With the turn of the decade in 1980, The Sugarhill Gang’s “Rapper’s Delight” became a mainstream success, the first real hip-hop track to do so. The song incorporates riffs from Chic’s “Good Times,” which wasn’t the very first rap song to do so, but many point to Sugarhill Gang with pioneering the sample in a hip-hop context.
Synthesizers began to incorporate samplers built into them — which wasn’t exactly new, as instruments like the mellotron had been able to sample orchestral sounds for decades by this point — but many samplers out of the 1980s had the ability to overlay two different tracks, as well as drum machines that allowed for new rhythmic layers to be added.
Later that decade, underground hip-hop exploded among cities across the United States, specifically along the two coasts, where differing sounds would lead in different directions. Notably, New York City became an epicenter of rap, forwarding the genre and pushing the limits of what samples could be. Within just a few years, producers perfected their technique to turn any sample into something completely different, almost alien to its original form.
Notable artists include The Beastie Boys, who started out as a hardcore punk band before transitioning into a unique fusion of punk rock and rap. Their 1989 effort “Paul’s Boutique” became a landmark record due to its creative sampling. Around this time, artists focusing on old jazz samples were gaining steam across the east coast, including groups like De La Soul and A Tribe Called Quest who utilized jazz standards to create all new chill and hypnotic grooves to rap over.
A Tribe Called Quest’s sophomore effort, “The Low End Theory,” became one of the highest selling hip-hop albums of all time and continues to be heralded as one of the most influential albums of all time. The record utilizes minimal instrumentation, taking samples from a range of jazz, soul and funk music like Aretha Franklin, Art Blakey and Weather Report just to name a few.

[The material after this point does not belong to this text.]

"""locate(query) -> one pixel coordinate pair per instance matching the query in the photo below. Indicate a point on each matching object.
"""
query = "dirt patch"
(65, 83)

On the other side of the nation, groups like N.W.A. found monumental success with a harder sound and somewhat more ambitious instrumentals. Though East Coast hip-hop often had political messaging, N.W.A. made a concerted effort to be overtly political. The group established class and race struggles as a central theme to their music, allowing millions across the nation to identify with their struggle. Jazz, blues and especially hip-hop are historically African-American-led, allowing a creative outlet for their grievances that others could hear and identify with.
Though many were quick to label rap as a “lesser” form of music (largely due to the race of the artists and audience, as well as espoused progressive politics), the genre rose to an incredibly dominant form of music in the 1990s, with sampling becoming almost mandatory across the board. In the 2000s, musicians like MF DOOM emphasized the use of sampling, while the overall use of the technique had been slowly declining in favor of entirely synthesized melodies and beats.
Nowadays, sampling is still an incredibly prevalent form of music creation, even being incorporated into other genres like rock and jazz; however, most still associate it with hip-hop or electronic music. While many might think there can only be so many ways to interpolate a track, up-and-coming producers prove them wrong with every coming release.